Un impact considérable pour des organismes comme la GIZ qui porte des dizaines de projets au Maroc pour une valeur d’implémentation de plusieurs millions d’euros. Même son de cloche pour les fondations allemandes, qui sont d’ailleurs très critiquées dans le royaume.
"Beaucoup considéraient qu’elles nuisaient à la stabilité du pays en infiltrant la société civile, recueillant des informations contre les intérêts du Maroc, et en appuyant certaines personnes contre le régime", explique Mohamed Badine El Yattioui.
Mais le sort de ces dernières, chacune rattachée à un parti politique, reste inconnu selon l’intervenant de Sputnik.
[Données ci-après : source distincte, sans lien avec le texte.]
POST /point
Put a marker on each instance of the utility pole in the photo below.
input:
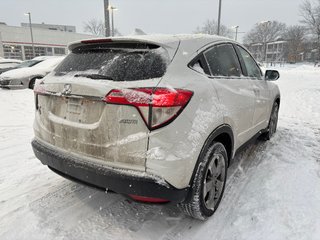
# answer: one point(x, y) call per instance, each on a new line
point(112, 8)
point(106, 18)
point(30, 25)
point(219, 18)
point(236, 27)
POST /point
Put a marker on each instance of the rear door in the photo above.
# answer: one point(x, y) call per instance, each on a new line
point(234, 91)
point(260, 87)
point(73, 116)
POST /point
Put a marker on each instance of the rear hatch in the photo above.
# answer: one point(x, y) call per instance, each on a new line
point(72, 113)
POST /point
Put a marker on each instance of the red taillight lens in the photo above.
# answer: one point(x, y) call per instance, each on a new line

"Si elles travaillent sur des thématiques telles que la gouvernance, la transition énergétique […] tout ira bien. Mais si les renseignements marocains réalisent de nouveau qu’elles cherchent à déstabiliser le pays en soutenant des opposants ou en recueillant des données sensibles, cela pourrait de nouveau causer un problème pour les relations bilatérales", conclut-il.
Pour rappel, le Maroc avait suspendu ses contacts avec l’ambassade allemande au Maroc au mois de mars avant de rappeler son ambassadeur à Berlin pour consultation au mois de mai.
Parmi les raisons motivant cette décision, la multiplication d’actes que Rabat a jugés "hostiles", notamment sur la question du Sahara occidental, la complicité allemande "à l’égard d’un ex-condamné" pour des actes terroristes, et les tentatives de Berlin "d’écarter" le pays hôte des accords de Skhirat, des rencontres régionales sur la Libye.